Was ist denn jetzt die Frage?
Ich für mein Teil krieg immer das große Grinsen, wenn hier versucht wird, UEFI ins MBR-Schema zu pressen. Das paßt natürlich nicht.
Nein, man braucht nicht fünf Bootpartitionen. Man braucht eine.
Nein, man muß nicht vor der Installation von OS "whatever" alle anderen Festplatten abklemmen. Der Installer ist schlau genug, die bestehende Bootpartition (richtig) zu konfigurieren.
Warum Windows mit UEFI? Ganz einfach, weil im Gegensatz zu allen anderen OS Microsoft sich streng an die Vorgaben hält und Windows
entweder im MBR-Schema im BIOS-Modus
oder im GPT-Schema im UEFI-Modus einrichten läßt.

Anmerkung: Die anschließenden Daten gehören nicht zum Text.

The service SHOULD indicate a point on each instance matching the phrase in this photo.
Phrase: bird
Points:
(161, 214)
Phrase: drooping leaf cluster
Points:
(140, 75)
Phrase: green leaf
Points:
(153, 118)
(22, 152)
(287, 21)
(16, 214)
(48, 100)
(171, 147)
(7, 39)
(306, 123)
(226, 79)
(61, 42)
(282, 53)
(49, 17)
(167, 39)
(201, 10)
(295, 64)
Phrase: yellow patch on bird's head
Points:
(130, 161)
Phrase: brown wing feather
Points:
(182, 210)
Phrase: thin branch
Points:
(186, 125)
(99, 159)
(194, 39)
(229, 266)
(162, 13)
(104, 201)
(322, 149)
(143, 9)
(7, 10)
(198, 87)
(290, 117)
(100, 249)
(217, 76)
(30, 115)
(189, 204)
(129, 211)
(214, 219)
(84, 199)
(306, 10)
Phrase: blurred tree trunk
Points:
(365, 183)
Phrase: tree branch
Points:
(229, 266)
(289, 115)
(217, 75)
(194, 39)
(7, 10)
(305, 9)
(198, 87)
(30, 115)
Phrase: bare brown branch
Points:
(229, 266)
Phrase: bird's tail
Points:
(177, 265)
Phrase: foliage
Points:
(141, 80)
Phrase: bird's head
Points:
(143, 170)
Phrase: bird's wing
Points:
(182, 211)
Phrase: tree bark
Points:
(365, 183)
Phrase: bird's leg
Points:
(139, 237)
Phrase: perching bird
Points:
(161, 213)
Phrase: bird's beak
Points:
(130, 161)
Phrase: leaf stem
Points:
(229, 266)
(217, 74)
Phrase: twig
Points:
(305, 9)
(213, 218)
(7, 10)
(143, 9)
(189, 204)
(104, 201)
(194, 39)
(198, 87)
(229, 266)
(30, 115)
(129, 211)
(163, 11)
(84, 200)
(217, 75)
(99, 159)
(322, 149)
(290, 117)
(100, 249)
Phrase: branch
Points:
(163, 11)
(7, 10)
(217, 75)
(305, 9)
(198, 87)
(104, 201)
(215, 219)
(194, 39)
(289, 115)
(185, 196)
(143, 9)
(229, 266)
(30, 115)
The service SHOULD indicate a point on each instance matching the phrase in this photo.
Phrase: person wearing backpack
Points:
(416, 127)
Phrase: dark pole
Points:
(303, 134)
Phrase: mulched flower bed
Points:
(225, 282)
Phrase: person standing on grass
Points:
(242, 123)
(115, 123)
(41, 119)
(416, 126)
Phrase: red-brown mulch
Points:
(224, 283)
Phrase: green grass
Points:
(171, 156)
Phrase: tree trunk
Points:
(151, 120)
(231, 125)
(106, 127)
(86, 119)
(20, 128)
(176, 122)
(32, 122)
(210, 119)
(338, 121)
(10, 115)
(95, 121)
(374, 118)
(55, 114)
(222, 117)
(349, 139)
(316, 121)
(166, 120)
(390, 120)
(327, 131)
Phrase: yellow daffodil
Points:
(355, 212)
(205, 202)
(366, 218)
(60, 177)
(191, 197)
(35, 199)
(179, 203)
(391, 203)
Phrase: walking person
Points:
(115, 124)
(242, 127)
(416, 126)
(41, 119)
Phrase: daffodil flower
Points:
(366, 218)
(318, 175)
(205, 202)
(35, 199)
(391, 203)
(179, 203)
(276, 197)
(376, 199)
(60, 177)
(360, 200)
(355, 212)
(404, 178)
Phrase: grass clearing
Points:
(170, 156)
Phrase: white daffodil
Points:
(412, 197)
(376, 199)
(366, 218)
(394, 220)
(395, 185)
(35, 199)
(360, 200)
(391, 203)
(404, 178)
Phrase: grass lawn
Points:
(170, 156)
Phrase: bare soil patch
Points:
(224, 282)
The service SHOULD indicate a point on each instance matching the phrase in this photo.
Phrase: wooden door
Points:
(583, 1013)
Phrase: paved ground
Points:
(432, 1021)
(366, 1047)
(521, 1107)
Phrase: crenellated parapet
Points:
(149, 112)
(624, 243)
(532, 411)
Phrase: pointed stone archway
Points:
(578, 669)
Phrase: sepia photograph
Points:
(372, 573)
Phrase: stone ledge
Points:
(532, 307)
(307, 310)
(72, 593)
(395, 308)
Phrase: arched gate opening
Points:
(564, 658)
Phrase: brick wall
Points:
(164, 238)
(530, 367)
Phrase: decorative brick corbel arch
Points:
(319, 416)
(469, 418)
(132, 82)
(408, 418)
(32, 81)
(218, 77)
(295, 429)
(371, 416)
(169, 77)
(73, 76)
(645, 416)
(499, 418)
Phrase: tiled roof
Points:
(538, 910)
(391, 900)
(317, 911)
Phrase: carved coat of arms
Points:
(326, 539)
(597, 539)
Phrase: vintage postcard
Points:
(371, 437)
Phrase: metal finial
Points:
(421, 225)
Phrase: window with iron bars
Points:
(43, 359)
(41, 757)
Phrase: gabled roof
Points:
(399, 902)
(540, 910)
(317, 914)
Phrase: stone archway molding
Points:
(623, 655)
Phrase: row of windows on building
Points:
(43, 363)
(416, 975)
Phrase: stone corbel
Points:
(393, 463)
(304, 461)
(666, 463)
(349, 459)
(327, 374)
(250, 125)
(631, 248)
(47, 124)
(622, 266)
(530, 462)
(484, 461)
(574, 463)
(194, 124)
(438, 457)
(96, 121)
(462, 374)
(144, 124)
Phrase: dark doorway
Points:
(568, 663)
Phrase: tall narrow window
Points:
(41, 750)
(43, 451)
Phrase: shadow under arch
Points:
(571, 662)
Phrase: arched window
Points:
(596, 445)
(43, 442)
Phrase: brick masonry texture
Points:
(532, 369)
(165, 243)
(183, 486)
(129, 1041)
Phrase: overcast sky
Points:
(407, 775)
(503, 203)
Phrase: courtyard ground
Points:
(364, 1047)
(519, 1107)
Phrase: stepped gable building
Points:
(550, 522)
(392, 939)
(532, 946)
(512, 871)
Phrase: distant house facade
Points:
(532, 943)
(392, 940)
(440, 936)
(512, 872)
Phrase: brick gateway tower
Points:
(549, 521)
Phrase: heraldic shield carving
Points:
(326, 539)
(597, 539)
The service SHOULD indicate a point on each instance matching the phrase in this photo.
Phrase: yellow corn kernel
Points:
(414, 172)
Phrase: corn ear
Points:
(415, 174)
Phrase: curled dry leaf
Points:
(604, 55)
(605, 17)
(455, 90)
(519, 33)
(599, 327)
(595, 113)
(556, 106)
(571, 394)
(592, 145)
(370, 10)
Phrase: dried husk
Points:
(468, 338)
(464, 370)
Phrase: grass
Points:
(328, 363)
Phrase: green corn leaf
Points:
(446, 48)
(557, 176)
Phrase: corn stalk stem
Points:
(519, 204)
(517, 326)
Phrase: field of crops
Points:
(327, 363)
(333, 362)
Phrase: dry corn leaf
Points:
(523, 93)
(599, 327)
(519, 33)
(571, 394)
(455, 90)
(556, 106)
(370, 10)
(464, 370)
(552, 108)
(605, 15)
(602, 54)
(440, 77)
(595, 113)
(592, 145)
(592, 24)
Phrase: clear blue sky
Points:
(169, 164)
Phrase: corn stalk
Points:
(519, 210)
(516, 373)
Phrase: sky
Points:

Ein Umzug ist nicht vorgesehen (machbar, aber nichts für den Anfänger) sodaß man lieber gleich von anfang an auf UEFI setzen sollte.
Ob man Secure Boot braucht? Keine Ahnung - für Privat "braucht" man es sicher nicht, profitiert aber davon, weil sich nicht jede Software einfach so da einklinken kann.
Schnellerer Start und sowas sind angenehme Nebeneffekte, aber auch nicht wirklich relevant.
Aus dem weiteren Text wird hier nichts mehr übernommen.